New Research Suggests Living with Pets During Infancy May Protect Children from Allergies Later in Life. According to a new study, children who grow up with dogs and cats in the house during infancy are less likely to develop allergies to those animals as they get older. However, the study suggests that the pet must be under the same roof as the child during their first year of life for this effect to occur.
The study found tat babies who grow up around cats were approximately 50% less likely to be allergic to them as teenagers, compared to those born into cat-free homes. Boys who grew up around dogs also had a 50% lower risk of developing dog allergies, but this wasn’t the case for girls.
The researchers hypothesize that early exposure to pet allergens and bacteria may strengthen the immune system, help the child build a natural immunity, and accustom the body to allergens, reducing the risk of allergies later in life.
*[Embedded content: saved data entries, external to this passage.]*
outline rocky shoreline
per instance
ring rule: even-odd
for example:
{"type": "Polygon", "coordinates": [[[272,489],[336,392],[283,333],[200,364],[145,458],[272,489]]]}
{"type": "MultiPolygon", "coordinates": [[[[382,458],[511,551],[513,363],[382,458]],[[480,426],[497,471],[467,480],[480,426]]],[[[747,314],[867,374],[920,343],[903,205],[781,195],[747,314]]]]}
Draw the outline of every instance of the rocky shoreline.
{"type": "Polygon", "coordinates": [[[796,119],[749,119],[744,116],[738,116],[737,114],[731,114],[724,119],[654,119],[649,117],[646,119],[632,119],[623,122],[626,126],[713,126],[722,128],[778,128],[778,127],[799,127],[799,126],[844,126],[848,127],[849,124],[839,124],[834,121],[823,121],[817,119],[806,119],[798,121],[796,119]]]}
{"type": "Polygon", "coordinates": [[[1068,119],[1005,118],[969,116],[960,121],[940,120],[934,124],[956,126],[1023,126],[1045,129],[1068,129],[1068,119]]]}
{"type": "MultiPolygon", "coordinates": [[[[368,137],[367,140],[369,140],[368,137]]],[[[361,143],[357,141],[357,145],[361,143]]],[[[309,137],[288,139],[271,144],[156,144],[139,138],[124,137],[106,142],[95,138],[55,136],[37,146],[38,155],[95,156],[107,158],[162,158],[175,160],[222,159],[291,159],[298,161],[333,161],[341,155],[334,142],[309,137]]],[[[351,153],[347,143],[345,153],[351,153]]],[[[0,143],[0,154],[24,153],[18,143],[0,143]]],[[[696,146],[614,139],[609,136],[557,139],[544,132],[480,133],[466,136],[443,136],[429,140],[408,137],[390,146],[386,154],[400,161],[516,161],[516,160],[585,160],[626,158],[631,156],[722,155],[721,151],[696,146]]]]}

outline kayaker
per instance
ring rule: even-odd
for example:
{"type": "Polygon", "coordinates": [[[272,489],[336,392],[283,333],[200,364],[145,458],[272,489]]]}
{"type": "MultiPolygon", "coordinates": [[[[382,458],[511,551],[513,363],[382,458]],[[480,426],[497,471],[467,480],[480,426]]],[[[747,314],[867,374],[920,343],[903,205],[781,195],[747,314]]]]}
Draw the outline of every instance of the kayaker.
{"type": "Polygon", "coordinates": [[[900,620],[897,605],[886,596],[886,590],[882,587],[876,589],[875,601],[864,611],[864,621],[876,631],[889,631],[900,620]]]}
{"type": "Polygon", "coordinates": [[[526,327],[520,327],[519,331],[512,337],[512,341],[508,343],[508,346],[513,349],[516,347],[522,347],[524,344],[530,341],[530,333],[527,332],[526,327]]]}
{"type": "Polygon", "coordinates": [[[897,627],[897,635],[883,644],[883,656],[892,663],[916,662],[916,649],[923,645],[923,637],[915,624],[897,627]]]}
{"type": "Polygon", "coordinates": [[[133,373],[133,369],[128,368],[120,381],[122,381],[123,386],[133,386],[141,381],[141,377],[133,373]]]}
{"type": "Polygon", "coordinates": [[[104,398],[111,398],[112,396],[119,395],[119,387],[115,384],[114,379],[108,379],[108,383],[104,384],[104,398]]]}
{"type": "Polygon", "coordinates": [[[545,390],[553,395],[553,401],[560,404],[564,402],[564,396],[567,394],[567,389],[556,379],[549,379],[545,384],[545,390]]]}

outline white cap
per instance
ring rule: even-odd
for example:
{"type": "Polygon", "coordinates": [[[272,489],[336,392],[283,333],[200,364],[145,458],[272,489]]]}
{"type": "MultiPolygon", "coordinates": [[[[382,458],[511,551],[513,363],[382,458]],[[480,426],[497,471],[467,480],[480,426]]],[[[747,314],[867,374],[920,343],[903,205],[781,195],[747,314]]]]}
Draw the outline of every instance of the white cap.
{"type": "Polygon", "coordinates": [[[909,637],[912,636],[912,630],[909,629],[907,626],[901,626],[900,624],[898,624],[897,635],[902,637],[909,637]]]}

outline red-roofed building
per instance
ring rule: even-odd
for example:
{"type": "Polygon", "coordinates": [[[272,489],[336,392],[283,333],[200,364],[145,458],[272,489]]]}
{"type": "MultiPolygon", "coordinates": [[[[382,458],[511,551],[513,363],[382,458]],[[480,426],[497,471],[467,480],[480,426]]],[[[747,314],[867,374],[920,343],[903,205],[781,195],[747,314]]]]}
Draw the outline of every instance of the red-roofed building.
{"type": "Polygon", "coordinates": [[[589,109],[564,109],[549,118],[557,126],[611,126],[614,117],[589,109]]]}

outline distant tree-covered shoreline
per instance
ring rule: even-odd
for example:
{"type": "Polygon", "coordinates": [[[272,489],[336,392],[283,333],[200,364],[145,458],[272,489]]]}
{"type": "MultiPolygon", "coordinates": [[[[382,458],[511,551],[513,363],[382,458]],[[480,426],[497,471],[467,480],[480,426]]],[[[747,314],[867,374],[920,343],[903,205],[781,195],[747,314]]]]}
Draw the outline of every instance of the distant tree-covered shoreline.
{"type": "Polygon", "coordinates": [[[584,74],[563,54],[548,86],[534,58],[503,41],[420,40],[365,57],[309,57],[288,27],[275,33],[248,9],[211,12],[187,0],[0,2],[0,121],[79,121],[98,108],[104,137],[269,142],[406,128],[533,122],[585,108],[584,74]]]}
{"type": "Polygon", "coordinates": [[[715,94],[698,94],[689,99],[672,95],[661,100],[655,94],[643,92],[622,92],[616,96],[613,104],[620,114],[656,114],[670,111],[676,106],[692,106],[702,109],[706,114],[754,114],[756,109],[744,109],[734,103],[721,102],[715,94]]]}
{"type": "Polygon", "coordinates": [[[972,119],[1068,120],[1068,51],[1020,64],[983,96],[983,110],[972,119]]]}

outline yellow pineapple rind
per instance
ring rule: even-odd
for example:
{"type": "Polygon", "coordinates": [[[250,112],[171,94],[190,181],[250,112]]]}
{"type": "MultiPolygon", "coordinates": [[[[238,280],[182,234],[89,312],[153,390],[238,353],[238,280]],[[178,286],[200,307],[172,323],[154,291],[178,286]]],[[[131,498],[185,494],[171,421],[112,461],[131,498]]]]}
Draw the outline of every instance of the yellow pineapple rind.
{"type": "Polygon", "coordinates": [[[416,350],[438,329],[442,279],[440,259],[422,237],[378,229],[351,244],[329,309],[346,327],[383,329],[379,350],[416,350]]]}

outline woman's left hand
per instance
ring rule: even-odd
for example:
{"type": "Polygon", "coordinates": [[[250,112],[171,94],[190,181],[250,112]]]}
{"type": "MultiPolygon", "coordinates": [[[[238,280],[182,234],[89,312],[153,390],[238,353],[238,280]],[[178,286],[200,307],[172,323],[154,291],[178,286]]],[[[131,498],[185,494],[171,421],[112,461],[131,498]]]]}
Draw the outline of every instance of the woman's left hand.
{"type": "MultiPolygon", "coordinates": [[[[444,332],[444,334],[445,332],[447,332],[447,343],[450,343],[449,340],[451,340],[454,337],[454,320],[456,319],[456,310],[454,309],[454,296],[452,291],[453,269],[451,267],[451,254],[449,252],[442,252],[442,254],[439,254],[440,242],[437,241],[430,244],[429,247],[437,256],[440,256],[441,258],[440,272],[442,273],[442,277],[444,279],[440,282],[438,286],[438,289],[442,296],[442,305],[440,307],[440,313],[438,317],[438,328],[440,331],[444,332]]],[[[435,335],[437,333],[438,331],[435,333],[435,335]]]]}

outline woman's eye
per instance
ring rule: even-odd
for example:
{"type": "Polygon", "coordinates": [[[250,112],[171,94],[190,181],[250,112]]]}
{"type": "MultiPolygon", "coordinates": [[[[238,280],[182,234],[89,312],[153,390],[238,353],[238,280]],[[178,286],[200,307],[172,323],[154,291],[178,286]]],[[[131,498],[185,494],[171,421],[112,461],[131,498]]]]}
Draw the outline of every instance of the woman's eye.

However, the researchers caution that previous studies have had mixed results, and it’s too early to recommend getting a pet just to prevent allergies in infants. The study also suggests that being exposed to pets after the first year of life does not affect allergy risk.
The study followed 566 children and their parents, collecting information about their exposure to indoor pets and history of allergies. The researchers suggest that genetic predisposition to animal allergies may also play a role in a child’s likelihood to develop allergies, but further research is needed.
In conclusion, the researchers suggest that there may be periods of opportunity when exposure to allergens can have a protective effect, but more research is needed to determine who this applies to and when the optimal period is. The study emphasizes that getting rid of a beloved family pet is not recommended based on concerns of allergies, and there’s no evidence to support doing so.